Pass judgement Scott McAfee presides over a hearing regarding media access in the case against former U.S. President Donald Trump and 18 co-defendants, at the Fulton County Courthouse in Atlanta, Georgia, on Aug. 31, 2023.
Arvin Temkar | AFP | Getty Images
A deem on Wednesday dismissed six counts in the Georgia criminal election interference case against former President Donald Trump and five other defendants, bring up that the indictment against them failed to sufficiently explain the basis for those specific charges.
But other ruffian counts against Trump and the defendants remain after the order by Judge Scott McAfee.
The dismissed counts had accused Trump and the others of the wrong of solicitation of violation of oath by a public officer.
The counts related to efforts by the defendants to get members of Georgia’s legislature and the secretary of structure to delegitimize the election victory of President Joe Biden over Trump in the state’s 2020 contest.

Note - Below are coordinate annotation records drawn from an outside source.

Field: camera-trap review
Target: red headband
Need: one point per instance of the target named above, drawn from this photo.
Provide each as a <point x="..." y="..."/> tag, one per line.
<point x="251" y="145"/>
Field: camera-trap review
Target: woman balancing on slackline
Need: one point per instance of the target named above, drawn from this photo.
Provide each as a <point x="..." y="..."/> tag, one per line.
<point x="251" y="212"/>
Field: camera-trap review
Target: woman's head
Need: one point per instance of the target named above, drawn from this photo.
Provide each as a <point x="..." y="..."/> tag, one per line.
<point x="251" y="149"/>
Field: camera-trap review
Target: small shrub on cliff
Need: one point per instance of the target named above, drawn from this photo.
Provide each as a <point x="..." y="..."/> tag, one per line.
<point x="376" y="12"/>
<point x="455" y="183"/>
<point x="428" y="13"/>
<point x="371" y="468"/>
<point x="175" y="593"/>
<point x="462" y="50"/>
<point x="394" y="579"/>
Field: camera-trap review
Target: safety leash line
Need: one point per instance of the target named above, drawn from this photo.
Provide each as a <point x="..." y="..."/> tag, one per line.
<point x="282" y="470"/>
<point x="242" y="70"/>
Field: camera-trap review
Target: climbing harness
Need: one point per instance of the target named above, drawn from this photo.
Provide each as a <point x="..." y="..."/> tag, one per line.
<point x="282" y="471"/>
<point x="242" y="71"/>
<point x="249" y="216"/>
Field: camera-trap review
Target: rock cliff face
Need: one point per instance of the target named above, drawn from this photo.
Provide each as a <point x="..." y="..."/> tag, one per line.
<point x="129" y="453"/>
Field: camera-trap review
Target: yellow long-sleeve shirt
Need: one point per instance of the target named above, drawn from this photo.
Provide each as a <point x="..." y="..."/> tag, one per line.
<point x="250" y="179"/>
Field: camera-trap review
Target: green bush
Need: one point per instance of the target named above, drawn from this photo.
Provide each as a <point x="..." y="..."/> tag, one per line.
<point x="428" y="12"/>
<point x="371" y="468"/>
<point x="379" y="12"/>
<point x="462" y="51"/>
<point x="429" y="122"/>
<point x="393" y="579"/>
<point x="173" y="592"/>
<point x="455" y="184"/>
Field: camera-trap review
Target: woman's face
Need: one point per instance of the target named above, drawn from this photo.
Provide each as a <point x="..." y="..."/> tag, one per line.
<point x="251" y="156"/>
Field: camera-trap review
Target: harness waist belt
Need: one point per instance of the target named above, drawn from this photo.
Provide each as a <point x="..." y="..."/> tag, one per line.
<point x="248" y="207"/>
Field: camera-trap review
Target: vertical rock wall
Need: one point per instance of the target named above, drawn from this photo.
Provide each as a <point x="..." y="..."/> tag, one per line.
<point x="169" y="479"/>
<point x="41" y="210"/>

Defense lawyers for Trump and the others debated, among other things, that the indictment charging them with that specific count did “not detail the strict term of the oaths that are alleged to have been violated,” McAfee noted in his order.
McAfee agreed, saying that the diction in the indictment accusing the defendants of soliciting elected officials to violate their oaths to the U.S. and Georgia constitutions “is so generic as to compel” release of the charges.
“The Court’s concern is less that the State has failed to allege sufficient conduct of the Defendants — in fact it has designated an abundance,” McAfee wrote. “However, the lack of detail concerning an essential legal element is, in the undersigned’s opinion, fateful.”
The judge said the indictment contains all of the essential elements of the alleged crimes, but “fail to allege sufficient detail regarding the feather of their commission, i.e., the underlying felony solicited.”
The judge added, “They do not give the Defendants enough information to prepare their defenses intelligently, as the Defendants could have on the agenda c trick violated the Constitutions and thus the statute in dozens, if not hundreds, of distinct ways.”
“On its own, the United States Constitution contains hundreds of clauses, any one of which can be the subdue of a lifetime’s study,” McAfee wrote.
Former U.S. President Donald Trump gives a thumbs-up as he arrives at Atlanta Hartsfield-Jackson Supranational Airport in Atlanta, Georgia, on Aug. 24, 2023.
Joe Raedle | Getty Images
In addition to Trump, the other defendants who had solicitation counts disregarded were Rudy Giuliani, John Eastman, Mark Meadows, Ray Smith and Robert Cheeley.
Trump, who on Tuesday concluded the Republican presidential nomination, was charged with three of the dismissed solicitation counts.
One of the counts was related to his effort to get the spieler of the Georgia House of Representatives to convene a special session to unlawfully appoint presidential electors who would cast ballots for him in the Electoral College.
Another of the think no more ofed counts accused Trump and his White House chief of staff Meadows of asking Georgia’s secretary of state to unlawfully hold the certified election returns. The third tossed count accused Trump of asking the secretary of state to decertify the selection.
Steve Sadow, Trump’s lead lawyer in the case, in a statement to NBC News, said, “The Court made the correct licit decision to grant the special demurrers and quash important counts of the indictment brought by [Fulton County District Attorney] Fani Willis.”
“The ruling is a correct application of the law, as the prosecution failed to make specific allegations of any alleged wrongdoing on those counts,” Sadow held. “The entire prosecution of President Trump is political, constitutes election interference, and should be dismissed.”
A spokesman for Willis, who is carry oning Trump, declined to comment to CNBC.
McAfee is expected to rule within days on a motion seeking to disqualify Willis from the chest because of her romantic relationship to the special prosecutor she hired to investigate Trump and the other defendants.